Around 1929, on a small, grass airstrip in Ottumwa, Iowa, a father and his 10-year-old daughter took a ride in a replica of The Spirit of St. Louis. That short flight ignited a passion for aviation that eventually led Corinne Louise Smith (’42, MC), née Phillips, to Embry-Riddle’s Seaplane Base in Miami.
Smith had wanted to join the Civilian Pilot Training Program while pursuing a bachelor’s degree in English at Northwestern University. Her parents shot down the idea.
But the desire to fly never left her.
“When I finished college and went to Miami to make my way in the world, the first thing I did was to try and get into flying,” Smith says.
Babs Beckwith, whose brother Smith had dated, told her about Embry-Riddle. Beckwith had earned a pilot’s certificate, worked as a flight instructor and even modeled for promotional materials at Embry-Riddle. “She [Beckwith] encouraged me to get going!” Smith recalls.
Out on the Causeway
Smith started flying lessons in December 1941 at the Embry-Riddle Seaplane Base, a sparse, one-building facility with a dock on MacArthur Causeway. Embry-Riddle co-founder John Paul Riddle operated the facility in partnership with Miami lawyer and investor John McKay. When it opened in the summer of 1939, it had just two Piper planes, a 40 horsepower Silver Cub and a 50 horsepower J-3 Cub, but the fleet quickly grew to six.
“There was a little building, just one room and a few aircraft. It was the very beginning when I came there,” Smith recalls.
She got a job there as a secretary, in order to pay for her training. “I was working for Mr. [Ed] China in the purchasing department so I could make the $6 an hour I needed to fly,” she says.
Smith completed her first solo flight in July 1942. “It was only a matter of seconds when I was skimming the bay waters and into the clear blue sky — all alone,” Smith says.
The Embry-Riddle Fly Paper, the company newsletter, commemorated the event with a photo of Smith sitting in the cockpit of a Piper J-3 Cub, grinning proudly. The front-page story congratulated her as “another ‘Woman with Wings’ in the Embry-Riddle ‘family.’”
‘Family’ Ties
Smith was actually ingrained with the “family” in multiple ways. She spent time with Riddle while she was training and working in Miami, and later she became good friends with Frances Embry, after Frances’ husband and Embry-Riddle co-founder, T. Higbee Embry, passed away.
“John Riddle was so nice. If you wanted to see him at his office, there was no problem whatsoever getting an appointment with him. I knew his secretary quite well, and she was the same way. It was very open, very friendly. It was just like one big home,” Smith remembers fondly.
Riddle invited Smith and other women employed at Embry-Riddle to act as hostesses at the receptions he would throw for men enlisted in the U.S. Army Air Forces. “John Riddle entertained so beautifully for the servicemen at his villa on Miami Beach,” Smith says.
A Woman’s Place Is in the Air
As the school grew and took a bigger stake in the war effort, Smith’s role grew with it.

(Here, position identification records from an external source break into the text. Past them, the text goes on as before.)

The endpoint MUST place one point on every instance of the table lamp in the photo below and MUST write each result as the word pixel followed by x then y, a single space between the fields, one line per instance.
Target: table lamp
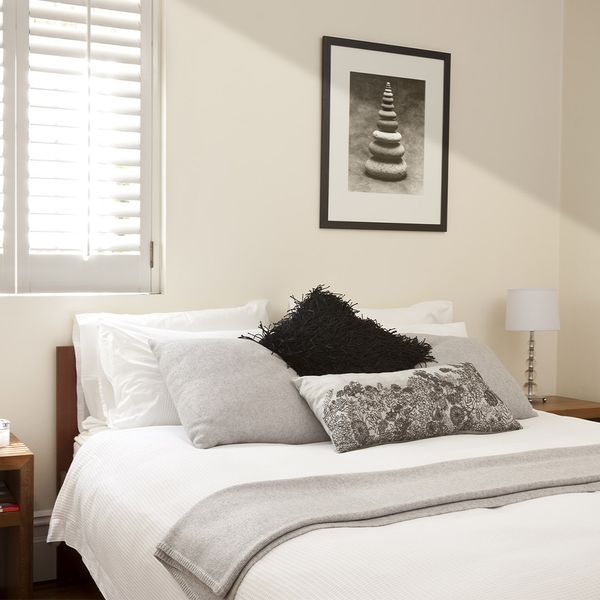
pixel 532 309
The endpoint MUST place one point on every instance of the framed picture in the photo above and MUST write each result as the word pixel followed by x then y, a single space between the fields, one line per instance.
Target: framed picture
pixel 384 139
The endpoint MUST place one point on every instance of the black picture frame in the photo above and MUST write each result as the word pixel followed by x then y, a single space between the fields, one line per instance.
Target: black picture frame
pixel 326 222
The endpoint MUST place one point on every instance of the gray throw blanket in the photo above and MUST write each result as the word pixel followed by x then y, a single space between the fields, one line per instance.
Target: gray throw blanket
pixel 211 548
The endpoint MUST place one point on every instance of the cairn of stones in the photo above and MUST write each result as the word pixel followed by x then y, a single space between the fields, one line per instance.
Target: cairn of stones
pixel 387 160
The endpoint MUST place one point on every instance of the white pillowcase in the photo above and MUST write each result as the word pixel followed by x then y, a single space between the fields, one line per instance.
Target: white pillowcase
pixel 458 329
pixel 436 311
pixel 90 409
pixel 132 388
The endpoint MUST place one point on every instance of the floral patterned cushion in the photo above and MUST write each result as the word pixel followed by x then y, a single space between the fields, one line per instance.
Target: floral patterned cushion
pixel 369 409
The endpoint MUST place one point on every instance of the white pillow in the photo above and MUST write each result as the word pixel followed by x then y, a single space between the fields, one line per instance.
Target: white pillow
pixel 90 410
pixel 458 329
pixel 132 388
pixel 436 311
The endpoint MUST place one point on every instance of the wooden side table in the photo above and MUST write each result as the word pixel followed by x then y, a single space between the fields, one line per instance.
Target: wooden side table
pixel 569 407
pixel 16 470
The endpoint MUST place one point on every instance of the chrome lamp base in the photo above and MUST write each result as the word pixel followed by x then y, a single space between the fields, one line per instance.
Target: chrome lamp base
pixel 530 385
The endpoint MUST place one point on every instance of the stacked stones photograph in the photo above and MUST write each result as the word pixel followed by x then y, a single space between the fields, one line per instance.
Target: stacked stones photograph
pixel 386 137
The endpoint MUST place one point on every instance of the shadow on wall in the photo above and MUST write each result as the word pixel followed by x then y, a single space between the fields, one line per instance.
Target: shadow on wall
pixel 294 30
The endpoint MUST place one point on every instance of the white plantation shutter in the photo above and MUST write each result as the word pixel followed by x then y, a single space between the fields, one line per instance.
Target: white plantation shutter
pixel 86 157
pixel 7 149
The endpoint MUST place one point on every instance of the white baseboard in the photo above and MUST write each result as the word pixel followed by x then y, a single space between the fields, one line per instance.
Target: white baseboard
pixel 44 554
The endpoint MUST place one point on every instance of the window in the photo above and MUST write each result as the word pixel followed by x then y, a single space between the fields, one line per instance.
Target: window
pixel 80 154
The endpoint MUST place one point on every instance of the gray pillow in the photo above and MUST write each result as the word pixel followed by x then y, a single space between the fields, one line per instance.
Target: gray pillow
pixel 452 350
pixel 359 410
pixel 229 391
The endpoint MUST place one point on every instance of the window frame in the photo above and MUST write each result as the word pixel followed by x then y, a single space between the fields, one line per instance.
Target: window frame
pixel 72 274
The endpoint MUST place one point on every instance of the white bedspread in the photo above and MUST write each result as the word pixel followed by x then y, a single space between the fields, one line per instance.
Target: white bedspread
pixel 126 488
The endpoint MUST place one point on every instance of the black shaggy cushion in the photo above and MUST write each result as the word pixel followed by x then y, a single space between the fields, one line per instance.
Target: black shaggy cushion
pixel 322 335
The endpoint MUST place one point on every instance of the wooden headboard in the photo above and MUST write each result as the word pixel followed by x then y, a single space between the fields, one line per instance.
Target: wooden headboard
pixel 69 566
pixel 66 410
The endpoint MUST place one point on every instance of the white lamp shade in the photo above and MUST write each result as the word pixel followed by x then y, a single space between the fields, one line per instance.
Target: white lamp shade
pixel 532 309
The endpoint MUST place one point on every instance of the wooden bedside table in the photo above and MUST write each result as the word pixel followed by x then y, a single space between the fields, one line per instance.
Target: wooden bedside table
pixel 569 407
pixel 16 528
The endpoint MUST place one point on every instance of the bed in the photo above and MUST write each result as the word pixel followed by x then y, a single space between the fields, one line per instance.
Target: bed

In July 1943, having earned pilot certificates for both land and sea, Smith got a promotion. She and three other women were working as instructors on Link trainers, an early type of simulator for instrument flying. When Chief Link Instructor Buzz Cooper was called to military service, Smith was the obvious successor; with that change, the Link division was operated entirely by women.
Smith says her gender was never a hindrance there. In fact, Embry-Riddle had a large complement of women instructors, as well: no fewer than 17 worked there in 1943.
Head in the Clouds
Smith left Miami and Embry-Riddle in 1944 with a flight instructor and commercial pilot certification to her name. She went on to flight instruct in California, then New Jersey and New York, but had one special pupil in mind. “While I was still an instructor, I took my father up for his first flight lesson, and he went on to get his pilot’s license,” she says.
At age 28, Smith married a Navy pilot. He died in a plane crash just three years later, but she would eventually find her “daredevil” second husband — a former P-51 pilot — who led them on many more air adventures. “He would fly anything he could get his hands on, like a Johnson Rocket,” she says. “We didn’t keep it very long.” The high-performance monoplane was known for being fast and rather dangerous, and the couple had a 3-year-old daughter at the time, she explains.
Throttling Down
Smith now lives in Vero Beach, Fla., where she has found friends in the flying community and at the Piper Aircraft headquarters. Bambi Miller, coordinator at the Piper Pilot Shop, describes Smith as something of a celebrity at Piper.
At 98 years of age, Smith is searching for a small model of a Piper J-3 Cub seaplane, like the one she soloed in so long ago. Through all of her experiences, Smith still carries a fondness for those Piper Cubs on floats: “I love the sea. We’ve lived on boats, and I’ve been on water a lot of my life. I love the seaplane for that reason.”
EDITOR’S NOTE: Embry-Riddle at War, authored by Embry-Riddle Historian Stephen G. Craft (2009), and the University Archives, erau.edu/archives, were sources for this article.